Les chimistes sont ainsi de plus en plus conscients de l’importance d’une approche non isolationniste de la terminologie de leur domaine et de la nécessité d’une amélioration des stratégies d’enseignement de celui-ci. La terminologie fondamentale de la chimie, c’est-à-dire la terminologie qui forme le noyau notionnel de la discipline, est celle qui pose beaucoup de problèmes quant à l’interaction avec la langue générale (la langue non spécialisée) dans les contextes pédagogiques : il est nécessaire d’utiliser une expression claire, d’éviter des définitions ambiguës, de privilégier l’illustration de concepts simples par des termes bien choisis.
Le besoin de nouvelles ressources terminologiques multilingues
La nécessité d’une utilisation correcte de la terminologie et de la nomenclature en chimie a mené à la création, en 1919, d’un organisme international : International Union of Pure and Applied Chemistry (IUPAC). Pourtant, les efforts de l’IUPAC sont principalement orientés vers la normalisation de la terminologie très prolifique des composés chimiques, tandis que moins d’attention a été portée sur une meilleure normalisation de la terminologie fondamentale de la chimie. De ce fait, on ne trouve pas les définitions de certains termes comme elementary substance, compound, pure substance, reagent, etc. Le répertoire terminologique de l’IUPAC – ainsi que la majorité des autres ressources terminologiques en chimie, comme l’Oxford Dictionary of Chemistry ou le Dictionnaire de chimie de Pierre de Menten – est monolingue et propose une information linguistique minimale sur le sens et le comportement des termes dans les textes scientifiques et sur les relations existantes entre les termes et le lexique général.
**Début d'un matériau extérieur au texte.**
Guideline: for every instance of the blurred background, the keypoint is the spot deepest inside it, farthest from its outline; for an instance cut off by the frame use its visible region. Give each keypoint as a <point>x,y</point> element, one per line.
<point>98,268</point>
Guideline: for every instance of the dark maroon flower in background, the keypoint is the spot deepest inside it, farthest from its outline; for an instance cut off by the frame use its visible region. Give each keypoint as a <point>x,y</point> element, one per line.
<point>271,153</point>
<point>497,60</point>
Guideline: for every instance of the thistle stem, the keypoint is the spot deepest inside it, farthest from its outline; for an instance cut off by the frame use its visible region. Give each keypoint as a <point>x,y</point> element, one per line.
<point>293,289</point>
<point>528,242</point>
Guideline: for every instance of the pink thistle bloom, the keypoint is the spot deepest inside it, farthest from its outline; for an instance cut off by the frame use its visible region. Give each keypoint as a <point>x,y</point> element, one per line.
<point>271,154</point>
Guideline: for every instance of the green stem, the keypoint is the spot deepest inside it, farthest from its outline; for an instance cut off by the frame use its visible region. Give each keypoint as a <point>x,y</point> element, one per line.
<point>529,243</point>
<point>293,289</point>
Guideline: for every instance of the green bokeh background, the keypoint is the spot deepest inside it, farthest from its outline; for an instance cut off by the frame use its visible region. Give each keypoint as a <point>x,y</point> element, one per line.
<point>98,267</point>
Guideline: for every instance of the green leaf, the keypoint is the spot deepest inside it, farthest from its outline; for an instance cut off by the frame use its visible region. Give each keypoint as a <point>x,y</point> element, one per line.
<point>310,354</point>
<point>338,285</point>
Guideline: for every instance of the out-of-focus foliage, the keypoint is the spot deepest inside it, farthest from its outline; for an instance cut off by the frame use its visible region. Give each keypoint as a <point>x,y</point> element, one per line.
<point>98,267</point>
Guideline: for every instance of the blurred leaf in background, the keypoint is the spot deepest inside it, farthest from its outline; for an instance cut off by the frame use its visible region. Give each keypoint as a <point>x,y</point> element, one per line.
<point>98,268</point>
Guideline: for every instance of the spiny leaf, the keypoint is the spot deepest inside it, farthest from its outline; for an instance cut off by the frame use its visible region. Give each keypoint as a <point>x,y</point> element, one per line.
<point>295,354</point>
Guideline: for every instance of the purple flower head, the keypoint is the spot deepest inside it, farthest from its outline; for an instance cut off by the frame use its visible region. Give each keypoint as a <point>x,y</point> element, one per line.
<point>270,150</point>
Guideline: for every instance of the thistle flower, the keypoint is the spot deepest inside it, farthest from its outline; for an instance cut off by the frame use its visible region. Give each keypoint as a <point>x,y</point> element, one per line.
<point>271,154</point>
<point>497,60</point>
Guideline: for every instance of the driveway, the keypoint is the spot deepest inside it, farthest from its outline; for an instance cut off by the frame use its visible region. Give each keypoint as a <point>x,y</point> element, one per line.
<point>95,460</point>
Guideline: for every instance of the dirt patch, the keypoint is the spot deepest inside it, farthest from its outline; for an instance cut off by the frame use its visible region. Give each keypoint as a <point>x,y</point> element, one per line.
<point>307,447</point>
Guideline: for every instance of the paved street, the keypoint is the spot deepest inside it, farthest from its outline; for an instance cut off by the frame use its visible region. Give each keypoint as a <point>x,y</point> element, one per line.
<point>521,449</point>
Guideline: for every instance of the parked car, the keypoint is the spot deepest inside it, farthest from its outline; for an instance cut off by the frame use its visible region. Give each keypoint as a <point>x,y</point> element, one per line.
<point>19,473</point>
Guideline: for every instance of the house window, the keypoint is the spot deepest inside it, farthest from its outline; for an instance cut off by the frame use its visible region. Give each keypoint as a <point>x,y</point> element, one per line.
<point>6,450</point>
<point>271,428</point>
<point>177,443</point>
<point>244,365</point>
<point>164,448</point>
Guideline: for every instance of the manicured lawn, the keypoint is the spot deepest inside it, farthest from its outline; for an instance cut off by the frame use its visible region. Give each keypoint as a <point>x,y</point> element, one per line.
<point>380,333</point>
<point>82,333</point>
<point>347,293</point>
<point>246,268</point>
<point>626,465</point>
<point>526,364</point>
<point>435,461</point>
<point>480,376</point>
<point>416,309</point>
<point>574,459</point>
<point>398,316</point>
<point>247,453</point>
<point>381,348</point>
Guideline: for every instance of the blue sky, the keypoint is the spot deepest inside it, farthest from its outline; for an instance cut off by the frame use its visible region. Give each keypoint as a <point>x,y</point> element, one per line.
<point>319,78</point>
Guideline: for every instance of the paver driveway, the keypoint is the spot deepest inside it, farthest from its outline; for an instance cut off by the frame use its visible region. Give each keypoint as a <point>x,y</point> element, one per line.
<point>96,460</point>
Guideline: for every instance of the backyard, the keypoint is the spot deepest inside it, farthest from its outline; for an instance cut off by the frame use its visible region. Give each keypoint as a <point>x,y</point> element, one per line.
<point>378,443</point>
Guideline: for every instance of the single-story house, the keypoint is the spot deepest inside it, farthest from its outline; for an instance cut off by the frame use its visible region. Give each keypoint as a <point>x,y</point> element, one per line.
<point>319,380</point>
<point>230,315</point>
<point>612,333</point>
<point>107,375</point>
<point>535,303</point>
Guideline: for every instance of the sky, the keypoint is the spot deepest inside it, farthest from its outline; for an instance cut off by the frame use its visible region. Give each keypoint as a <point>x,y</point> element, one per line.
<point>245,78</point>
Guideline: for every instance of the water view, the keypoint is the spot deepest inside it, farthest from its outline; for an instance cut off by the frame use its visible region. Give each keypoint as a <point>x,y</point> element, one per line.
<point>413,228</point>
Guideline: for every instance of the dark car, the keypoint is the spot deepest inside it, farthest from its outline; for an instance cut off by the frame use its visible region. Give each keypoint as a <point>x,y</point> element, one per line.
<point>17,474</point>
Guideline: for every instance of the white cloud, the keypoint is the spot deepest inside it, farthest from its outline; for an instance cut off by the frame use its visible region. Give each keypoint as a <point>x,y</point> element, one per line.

Par exemple, pour maîtriser l’usage du verbe terminologique anglais REACT I.1d (voir plus bas) et l’employer correctement dans des énoncés de chimie, il est important de savoir qu’il peut être intensifié au moyen des adverbes strongly, vigorously ou violently, comme dans la phrase suivante : « Aluminum chloride AlCl3 reacts violently with water to form strongly acidic solutions1 ». En français, on utiliserait les adverbes fortement, violemment, vivement, vigoureusement, et en russe, plutôt les adverbes сильно (fortement), активно (activement), энергично (énergiquement). Malheureusement, on ne peut pas trouver cette information dans les ressources terminologiques existantes sur la chimie, bien que ce type d’information soit essentiel pour l'enseignement de la discipline et pour la communication scientifique internationale. Quant aux ressources bilingues, comme le Lexique de terminologie chimique de Richer, elles ne proposent que des traductions terme à terme, sans expliquer comment utiliser de façon appropriée dans les textes du domaine les termes recherchés dans la langue cible.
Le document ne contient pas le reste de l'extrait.